As I mentioned in my previous post, delegation is an important part of the OpenID ecosystem, but it needs to be manageable for muggles. If reliers could make this association for me, I’m free to bounce from one social networking site to the next and use what ever delegated ID I feel contains my social graph and most useful profile information at that time. Having this free switching economy also makes it much more appealing for all the sites I mentioned previously to provide delegation services.

The only scenario this seems to affect is someone who is using a single endpoint, but delegating through it with multiple identities. Basically people masquerading different profiles through the same IdP account. In this case I think it’s up to the RP to allow the user to decide which OpenID they wish to make public (if any) on that site.

The real problem in this scheme is that all the extra work falls on the RPs and realistically I don’t think many of them will go above and beyond hacking in the bits that are provided to them via easily available OpenID libraries. So as a community maybe we can extend the libraries to include support for easily storing and managing endpoints. I’m honestly not even sure how realistic this is, but I think doing so could make it easier for RPs to check all the boxes on the best practices checklist.

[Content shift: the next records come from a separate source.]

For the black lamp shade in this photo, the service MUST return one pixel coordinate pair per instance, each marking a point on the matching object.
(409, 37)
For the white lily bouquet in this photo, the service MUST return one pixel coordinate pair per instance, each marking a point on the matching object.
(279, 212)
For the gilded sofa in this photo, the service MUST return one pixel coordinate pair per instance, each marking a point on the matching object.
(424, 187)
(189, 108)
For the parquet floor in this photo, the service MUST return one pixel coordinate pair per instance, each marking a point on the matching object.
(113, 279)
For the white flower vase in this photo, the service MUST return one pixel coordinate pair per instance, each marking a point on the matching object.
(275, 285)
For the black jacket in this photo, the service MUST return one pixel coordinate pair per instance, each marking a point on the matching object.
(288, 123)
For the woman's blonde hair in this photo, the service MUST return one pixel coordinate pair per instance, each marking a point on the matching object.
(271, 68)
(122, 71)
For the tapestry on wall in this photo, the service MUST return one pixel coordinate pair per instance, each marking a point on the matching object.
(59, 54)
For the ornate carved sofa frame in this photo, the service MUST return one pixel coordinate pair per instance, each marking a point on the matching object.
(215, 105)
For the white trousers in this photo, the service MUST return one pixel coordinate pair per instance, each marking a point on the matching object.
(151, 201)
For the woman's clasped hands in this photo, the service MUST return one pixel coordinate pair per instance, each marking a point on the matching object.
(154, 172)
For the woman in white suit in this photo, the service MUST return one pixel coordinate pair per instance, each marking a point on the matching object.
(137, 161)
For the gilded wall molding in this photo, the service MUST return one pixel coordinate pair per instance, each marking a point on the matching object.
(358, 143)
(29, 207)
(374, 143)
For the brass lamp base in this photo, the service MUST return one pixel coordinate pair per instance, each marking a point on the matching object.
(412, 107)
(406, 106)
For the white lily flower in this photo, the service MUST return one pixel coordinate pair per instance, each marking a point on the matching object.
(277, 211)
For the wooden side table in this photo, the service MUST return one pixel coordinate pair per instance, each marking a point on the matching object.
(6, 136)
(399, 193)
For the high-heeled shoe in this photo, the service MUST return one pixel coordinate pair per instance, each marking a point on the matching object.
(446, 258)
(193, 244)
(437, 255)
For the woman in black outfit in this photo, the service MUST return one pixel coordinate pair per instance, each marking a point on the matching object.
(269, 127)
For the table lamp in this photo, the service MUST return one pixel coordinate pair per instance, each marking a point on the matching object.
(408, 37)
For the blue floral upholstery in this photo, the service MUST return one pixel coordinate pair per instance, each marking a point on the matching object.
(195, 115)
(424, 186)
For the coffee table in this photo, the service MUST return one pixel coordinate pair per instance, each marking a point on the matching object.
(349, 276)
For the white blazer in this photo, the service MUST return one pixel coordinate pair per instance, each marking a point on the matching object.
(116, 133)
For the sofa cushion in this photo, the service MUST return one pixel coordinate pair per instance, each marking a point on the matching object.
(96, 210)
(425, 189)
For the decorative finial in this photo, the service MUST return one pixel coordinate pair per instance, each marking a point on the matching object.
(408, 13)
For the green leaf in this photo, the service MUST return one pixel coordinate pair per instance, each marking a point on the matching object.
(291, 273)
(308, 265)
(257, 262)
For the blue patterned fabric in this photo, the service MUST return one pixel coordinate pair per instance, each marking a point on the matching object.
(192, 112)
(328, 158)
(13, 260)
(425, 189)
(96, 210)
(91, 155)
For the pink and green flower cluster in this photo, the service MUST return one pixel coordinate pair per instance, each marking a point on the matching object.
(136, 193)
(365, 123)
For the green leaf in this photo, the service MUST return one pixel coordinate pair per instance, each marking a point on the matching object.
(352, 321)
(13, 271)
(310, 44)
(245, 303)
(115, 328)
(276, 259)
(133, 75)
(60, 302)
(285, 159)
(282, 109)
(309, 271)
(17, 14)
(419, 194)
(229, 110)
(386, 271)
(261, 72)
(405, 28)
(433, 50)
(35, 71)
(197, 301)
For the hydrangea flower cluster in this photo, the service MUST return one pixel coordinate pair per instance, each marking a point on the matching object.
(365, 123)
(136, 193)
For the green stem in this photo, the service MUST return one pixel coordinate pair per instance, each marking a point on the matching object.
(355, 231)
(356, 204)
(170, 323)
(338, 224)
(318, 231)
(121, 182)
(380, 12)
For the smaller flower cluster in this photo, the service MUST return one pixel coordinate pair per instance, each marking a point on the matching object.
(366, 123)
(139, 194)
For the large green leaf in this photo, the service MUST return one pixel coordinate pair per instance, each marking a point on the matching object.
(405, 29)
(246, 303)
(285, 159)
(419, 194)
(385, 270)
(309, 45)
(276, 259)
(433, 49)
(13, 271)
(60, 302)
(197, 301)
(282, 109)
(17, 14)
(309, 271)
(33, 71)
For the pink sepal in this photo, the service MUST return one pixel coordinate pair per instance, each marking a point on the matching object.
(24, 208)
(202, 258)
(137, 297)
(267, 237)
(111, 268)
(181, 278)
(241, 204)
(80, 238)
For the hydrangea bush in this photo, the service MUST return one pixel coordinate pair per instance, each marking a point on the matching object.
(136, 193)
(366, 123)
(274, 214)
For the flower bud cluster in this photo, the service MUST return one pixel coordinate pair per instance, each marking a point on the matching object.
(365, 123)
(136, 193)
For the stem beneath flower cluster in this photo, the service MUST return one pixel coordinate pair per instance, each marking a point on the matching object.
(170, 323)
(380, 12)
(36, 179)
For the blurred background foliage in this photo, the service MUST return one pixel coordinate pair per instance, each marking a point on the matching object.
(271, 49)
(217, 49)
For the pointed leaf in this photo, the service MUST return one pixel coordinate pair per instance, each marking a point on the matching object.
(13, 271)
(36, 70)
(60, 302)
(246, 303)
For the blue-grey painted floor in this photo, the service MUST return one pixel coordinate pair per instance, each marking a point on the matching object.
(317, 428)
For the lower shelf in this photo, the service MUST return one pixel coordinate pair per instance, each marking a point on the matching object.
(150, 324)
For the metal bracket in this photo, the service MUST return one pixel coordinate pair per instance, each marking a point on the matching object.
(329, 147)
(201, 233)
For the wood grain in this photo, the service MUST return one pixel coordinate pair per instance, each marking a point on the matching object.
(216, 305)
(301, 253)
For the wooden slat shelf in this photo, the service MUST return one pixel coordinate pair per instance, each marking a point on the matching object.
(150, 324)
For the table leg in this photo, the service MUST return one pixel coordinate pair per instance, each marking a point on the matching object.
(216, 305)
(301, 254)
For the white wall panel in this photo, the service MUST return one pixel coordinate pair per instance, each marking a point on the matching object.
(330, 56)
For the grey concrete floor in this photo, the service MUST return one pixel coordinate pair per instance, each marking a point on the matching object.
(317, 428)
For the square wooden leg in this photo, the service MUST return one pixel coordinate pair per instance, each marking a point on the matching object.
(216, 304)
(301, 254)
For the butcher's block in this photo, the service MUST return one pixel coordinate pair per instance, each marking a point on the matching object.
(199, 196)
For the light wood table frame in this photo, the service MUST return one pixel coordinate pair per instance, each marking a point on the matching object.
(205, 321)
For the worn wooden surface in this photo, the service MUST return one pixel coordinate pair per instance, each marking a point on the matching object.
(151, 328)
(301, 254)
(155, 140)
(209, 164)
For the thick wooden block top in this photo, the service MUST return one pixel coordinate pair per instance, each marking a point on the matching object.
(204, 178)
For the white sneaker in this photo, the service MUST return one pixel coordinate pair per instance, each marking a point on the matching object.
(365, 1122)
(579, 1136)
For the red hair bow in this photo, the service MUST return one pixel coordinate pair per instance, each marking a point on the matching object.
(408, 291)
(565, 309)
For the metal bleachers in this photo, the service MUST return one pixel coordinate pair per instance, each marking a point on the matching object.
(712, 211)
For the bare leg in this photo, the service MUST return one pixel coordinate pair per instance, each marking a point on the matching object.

OpenID Delegation: Ship It.

steve918 — Mon, 24 Mar 2008 19:11:50 +0000

It seems when everyone’s talking about the lack of OpenID relying parties compared to identity providers they often leave out an important role in the OpenID stack: Delegation. Of course this doesn’t solve the problem everyone is feverishly complaining about, but it is curious to see no one ever really mentions delegation.

Any website who aggregates significant amounts of user data that is a content rich endpoint for the user is a perfect candidate for providing delegation services. I just want to make it known that just shipping simple delegation is a great option and an important one. If you ask people to give you a URL that most describes them on the internet they’ll probably point you to their page on one of the following:

Ideal delegation sources:

Facebook
MySpace
FriendFeed
Twitter
MySpace
Digg
Delicious
SourceForge
Magnolia
Jyte
LinkedIn

For these sites choosing to ship delegation instead of their very own identity provider has a lot of important benefits for the site and it’s users. As a content provider shipping delegation is unbelievably simple from an implementation standpoint. It’s a one time cost of a couple of developer hours and that’s it. Now your users can login to their favorite OpenID sites as joe.yoursite.com and you don’t have to employ a team of developers to maintain your OpenID implementation and user management. Users also benefit because their OpenID endpoint is now a content rich place that actually describes them.

OpenID Personas = Cruft

steve918 — Thu, 20 Mar 2008 17:30:39 +0000

I use personas in the same way I think most people are using them in OpenID today. I don’t think of them as identity containers, but as address bundles. I have one very creatively labeled “Work” and another labeled “Home”. Hmm…. That sounds exactly like how I manage my identity in my address book except now the UI is more complex and spread out all over the place.

It seems to me that a good deal of OpenID providers today have translated multiple user accounts and/or online identities into OpenID “personas”. Which is essentially an attempt at replicating our mental picture of the semantic web. For users the web consists of many user-names for many websites; the correlation is typically one to one. The OpenID model draws a different picture where your authentication is now a one to many relationship which is why these methodologies don’t mesh well.

The point is with very few exceptions (mental case) we are all individuals with one personality or persona who happen to have multiple sets of data that describe us. The concept of personas only serves to confuse users in a failing attempt to replicate previous models.

This is how I want to manage my identity online: Easy and familiar.